Seperti sudah diketahui bersama oleh khalayak ramai dan penghuni Bikini Bottom, pacar saya sedang kuliah di Inggris, atas pembiayaan pemerintah. Beasiswanya kalau ditotal mungkin nyaris 1 Miliar, kali sekian ratus pemuda pemudi harapan bangsa yang disekolahkan ke luar negeri dengan harapan nantinya Indonesia punya pemimpin nan mumpuni untuk menghadapi bonus demografi. Saya berencana mengikuti jejaknya, tapi tentu saya harus menunggu huruf ketiga dari abjad mengganggu seluruh langkah hidup saya.

Berita_USD_10022011141414_GedungPusat_USD1

Kebetulan hari ini saya membaca sebuah status adek kelas juauhhhh bangedddddhhh di Farmasi dan di PSM tentang kuliahnya yang terjadi karena beasiswa. Saya kok lantas jadi mellow dan terkenang masa-masa silam. Bagian soal beasiswa ini juga saya sertakan di novel saya, Oom Alfa.

Saya tidak pintar. Jadi, mungkin nanti kalau saya apply beasiswa luar negeri, saya baru bisa diterima di universitas yang ada di Uganda dan Zaire. Inggris? Mungkin bisa juga, tapi di BSI London–misalnya. Seperti kata Obama KW, “Kuliah? BSI aja!”

Faktor ketidakpintaran itu yang kemudian membuat saya sempat keder untuk urusan per-beasiswa-an ini. Namun apa daya, keder itu berbanding terbalik dengan kebutuhan. Memang, kalau kepepet, semuanya itu pasti bisa. Entah bagaimana caranya. Apalagi saya kemudian kuliah di universitas swasta yang tentu saja harganya tidak semurah negeri.
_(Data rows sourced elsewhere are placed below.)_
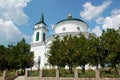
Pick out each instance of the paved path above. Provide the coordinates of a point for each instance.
(20, 78)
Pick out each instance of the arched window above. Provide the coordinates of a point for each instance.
(43, 36)
(37, 36)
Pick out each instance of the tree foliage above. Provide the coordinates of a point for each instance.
(79, 50)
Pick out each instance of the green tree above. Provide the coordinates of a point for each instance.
(3, 58)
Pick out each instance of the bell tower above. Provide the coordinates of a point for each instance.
(40, 31)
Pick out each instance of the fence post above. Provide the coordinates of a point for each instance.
(40, 73)
(76, 73)
(16, 73)
(57, 73)
(97, 72)
(5, 74)
(26, 73)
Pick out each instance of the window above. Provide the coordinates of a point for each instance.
(78, 28)
(37, 36)
(43, 36)
(63, 28)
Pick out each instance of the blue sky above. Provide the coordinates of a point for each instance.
(18, 17)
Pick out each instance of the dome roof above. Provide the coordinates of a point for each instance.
(41, 20)
(70, 18)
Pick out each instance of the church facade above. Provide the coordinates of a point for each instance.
(41, 43)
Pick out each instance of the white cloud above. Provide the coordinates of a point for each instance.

Saya masuk swasta karena sebuah alasan krusial: tidak diterima di negeri, bahkan bertahun-tahun kemudian, mau jadi pegawai negeri saja ditolak dua kali.

Alkisah, kala itu semester 3. IPS saya mencapai keadaan fitri, dua koma satu, sesudah dua semester sebelumnya juga dua koma. Mungkin kalau saya nggak butuh, nggak akan ada keberanian untuk mengajukan beasiswa. Tapi, ketika saya melihat sebuah beasiswa bernama BSF, saya mulai tersenyum. Dari satu rim kertas pengumuman yang memberikan informasi beasiswa, hanya BSF-lah yang relevan dengan IP saya. Sisanya, hanya mahasiswa dengan otak yang menetes di sela-sela lubang telinga (baca = ENCER) yang bisa mendapatkannya. Saya? Sebagai orang yang baru paham bahwa IP 2,1 itu jelek pada semester 3, tentunya tidak ada yang bisa diharapkan.

Berapa sih beasiswanya? Bahkan segelas Java Chip saja tidak bisa terbeli. Iya, cuma tiga puluh ribu rupiah per bulan, kali 6, jadi 180 ribu. Hanya 180 ribu saja, saudara-saudagar! Hanya 180 ribu, tapi begitu pengumuman memuat nama saya, rasanya ingin kayak sambil berteriak, “pucuk! pucuk!”, sebelum kemudian sadar pada saat itu teh botol plastik belum ada sama sekali di pasaran. Ingat, kala saya kuliah itu, pemerintahan masih berbentuk Republik Indonesia Serikat.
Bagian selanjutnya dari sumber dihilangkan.